In Porto is in een Genuese toren een kleine, maar goed gedocumenteerde tentoonstelling over de geschiedenis van deze torens te zien. Porto bereik je na de 'route van de duizend bochten' vanuit Calvi. Die rit is een waagstuk op zichzelf door de vaak smalle bergwegen langs diepe ravijnen en ... de tegemoet komende bussen.De baai van Porto is door Unesco op de lijst van werelderfgoederen geplaatst.Vanaf de hoge weg langs de bergflanken heb je van tijd tot tijd een magnifiek uitzicht op deze natuurlijke inham.

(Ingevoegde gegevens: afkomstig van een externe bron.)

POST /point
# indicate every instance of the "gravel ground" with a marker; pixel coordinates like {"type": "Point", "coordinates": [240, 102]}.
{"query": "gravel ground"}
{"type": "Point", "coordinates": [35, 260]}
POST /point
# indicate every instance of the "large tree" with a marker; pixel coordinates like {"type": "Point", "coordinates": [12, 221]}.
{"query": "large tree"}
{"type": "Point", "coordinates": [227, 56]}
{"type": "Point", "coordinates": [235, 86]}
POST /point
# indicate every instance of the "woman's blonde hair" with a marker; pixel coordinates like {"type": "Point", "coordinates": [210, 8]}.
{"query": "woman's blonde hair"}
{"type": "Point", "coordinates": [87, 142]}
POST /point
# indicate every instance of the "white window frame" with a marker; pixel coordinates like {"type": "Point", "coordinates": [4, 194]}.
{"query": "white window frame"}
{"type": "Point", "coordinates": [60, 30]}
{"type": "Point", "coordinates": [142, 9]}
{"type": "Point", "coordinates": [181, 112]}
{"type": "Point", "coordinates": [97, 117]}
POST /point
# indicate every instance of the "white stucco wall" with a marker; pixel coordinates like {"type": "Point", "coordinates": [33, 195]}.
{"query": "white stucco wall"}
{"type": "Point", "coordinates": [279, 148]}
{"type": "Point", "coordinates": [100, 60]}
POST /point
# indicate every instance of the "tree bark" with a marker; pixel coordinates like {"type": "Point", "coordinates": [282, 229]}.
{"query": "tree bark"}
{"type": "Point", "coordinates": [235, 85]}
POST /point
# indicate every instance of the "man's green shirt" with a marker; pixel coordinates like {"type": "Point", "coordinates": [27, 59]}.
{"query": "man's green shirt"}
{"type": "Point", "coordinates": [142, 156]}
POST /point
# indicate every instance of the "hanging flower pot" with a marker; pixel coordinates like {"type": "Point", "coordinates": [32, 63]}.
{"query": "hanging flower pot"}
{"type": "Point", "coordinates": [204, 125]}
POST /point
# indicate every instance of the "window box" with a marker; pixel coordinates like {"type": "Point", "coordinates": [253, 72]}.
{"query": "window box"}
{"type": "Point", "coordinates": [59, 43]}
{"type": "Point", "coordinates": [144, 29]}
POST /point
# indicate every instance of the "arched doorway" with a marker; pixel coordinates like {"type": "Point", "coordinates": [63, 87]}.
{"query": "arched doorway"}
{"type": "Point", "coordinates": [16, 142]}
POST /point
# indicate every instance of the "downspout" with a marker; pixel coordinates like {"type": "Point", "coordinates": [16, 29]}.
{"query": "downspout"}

Vlakbij Porto ligt het bergdorpje Piana dat uitzicht biedt op de baai van
Porto. Ook van hieruit zijn enkele mooie wandeltochten te maken hetgeen een
verblijf van enkele dagen rechtvaardigt. Een goede keuze is dan het uit 1908
stammende hotel 'Les Roches Rouges' waar men poogt binnen de moderne hoteleisen
de oude stijl te handhaven.
'Le tour de Corse' eindigt weer in Ajaccio. Het weer is nu al zeer aangenaam en
warm.We liggen nog even na te genieten op het strand bij de stad vóór we een
uurtje later per vliegtuig teruggaan naar Holland..Want alles is kleinschalig op
Corsica, Daardoor is er rust, ruimte en ongerepte natuur te over. Je hebt er
alle gelegenheid op een 'privéstrand' te picknicken., een wandeling te maken in
een natuurgebied langs de kust of in de bergen, een spectaculaire autorit te
maken door de uitgestorven bergdorpjes langs de flanken van de uit zee
oprijzende bergketens. Dat alles maakt het zo avontuurlijk op dit eiland te
verblijven. Maar doe het vooral in het voorjaar wanneer de maquis volop in bloei
staat en de zon nog een aangename metgezel is.